Highlighting some activities planned to celebrate the day Mrs Boateng mentioned sensitization of Media and stakeholders on World No Tobacco Day, ongoing public education in Schools and marketplaces, churches, mosque and all other public places to raise awareness on the harmful effects of tobacco and tobacco products, health Walk and National Launch for World No Tobacco Day 2019.
The rest are, Prompt responses to complains, Public support and public enforcement, Engagement with interest groups and Collaboration with partner government agencies and organizations.
She stated, failure to adhere to this Law is an offence which shall attract severe sanctions and punishments including jail sentence.
Dr Tachie Farid of the Disease Control Prevention Department of the Ghana Health Service (GHS)and Focal Point for Tobacco Control said the campaign for World No Tobacco Day 2019 aims to increase awareness about the particular dangers of tobacco smoke to lung health and the fundamental role the lungs play in the health and well-being of all people.
According to him, the campaign also aims to raise awareness of cost-effective and feasible actions that key audiences, including governments and the public, can take to reduce the risks to lung health posed by tobacco.

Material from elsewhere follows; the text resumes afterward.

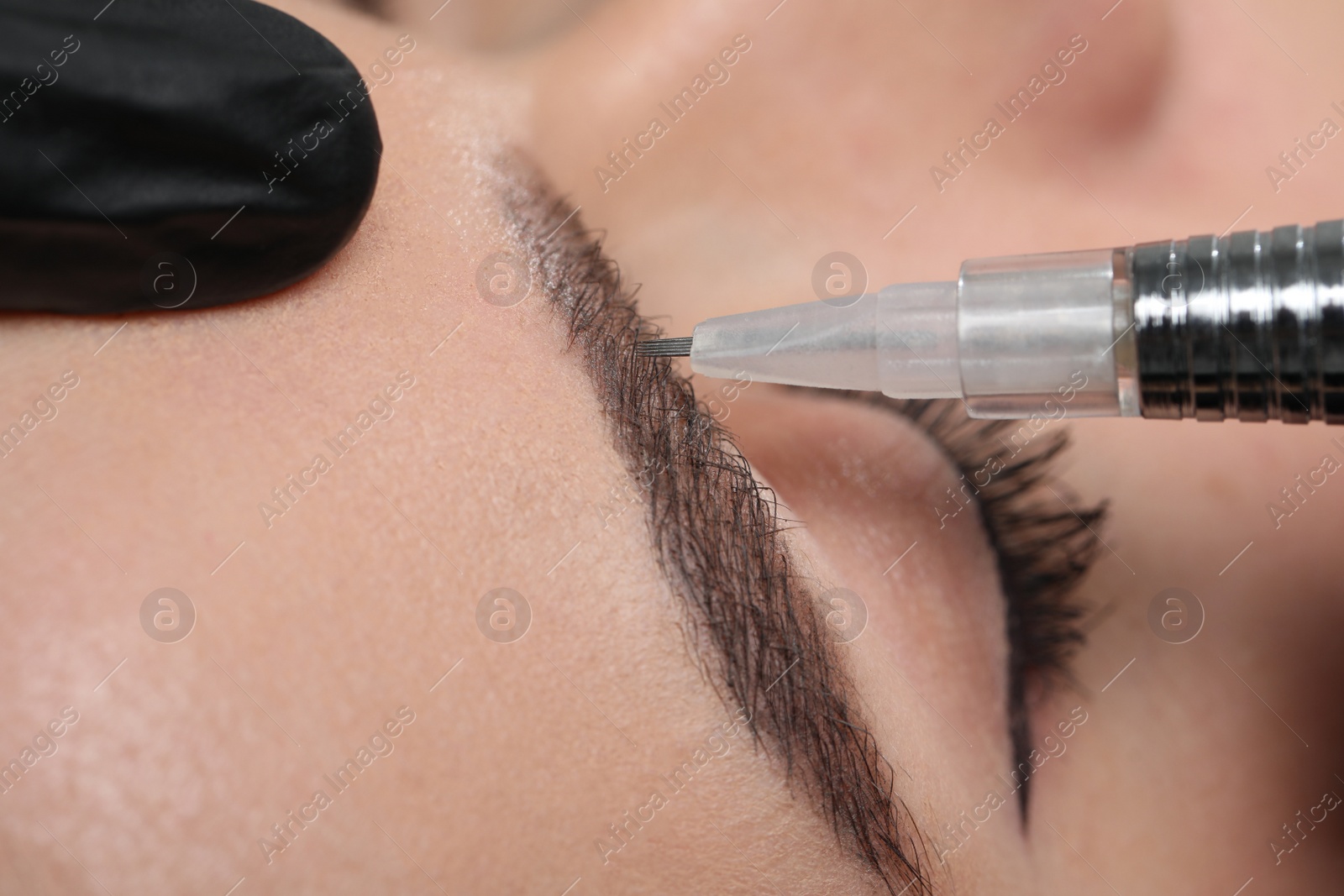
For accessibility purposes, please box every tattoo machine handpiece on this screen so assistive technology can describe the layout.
[636,220,1344,423]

“Lung health is not achieved merely through the absence of disease, and tobacco smoke has major implications for the lung health of smokers and non-smokers globally” he stated.
Dr. Farid emphasized, tobacco smoking and exposure to second-hand smoke increase the risk of contracting many lung diseases stating that, 90% of lung cancer deaths and approximately 8 out of 10 deaths caused by chronic obstructive pulmonary disease (COPD), including emphysema and chronic bronchitis are caused by smoking.
He noted, tobacco use costs national economies enormously through increased health-care costs and decreased productivity. It worsens health inequalities and worsens poverty, as the poorest people spend less on essentials such as food, education and health care.
Dr Farid stated “Tobacco use is a threat to any person, regardless of gender, age, race, cultural or educational background. It brings suffering, disease, and death, impoverishing families and national economies.”
He added governments increasing taxes on tobacco products can also be used to finance other development programs.
He However said, the pace of action to reduce tobacco demand and related death and disease is lagging behind because of lack of commitment from global and national authorities indicating that, if the trend continues, the world will achieve only 22% reduction by 2025 (WHO) despite the 30% target.
Dr Farid urged students especially the junior high students to stay away from shisha use as it is more dangerous, addictive and poses serious health hazards to the body.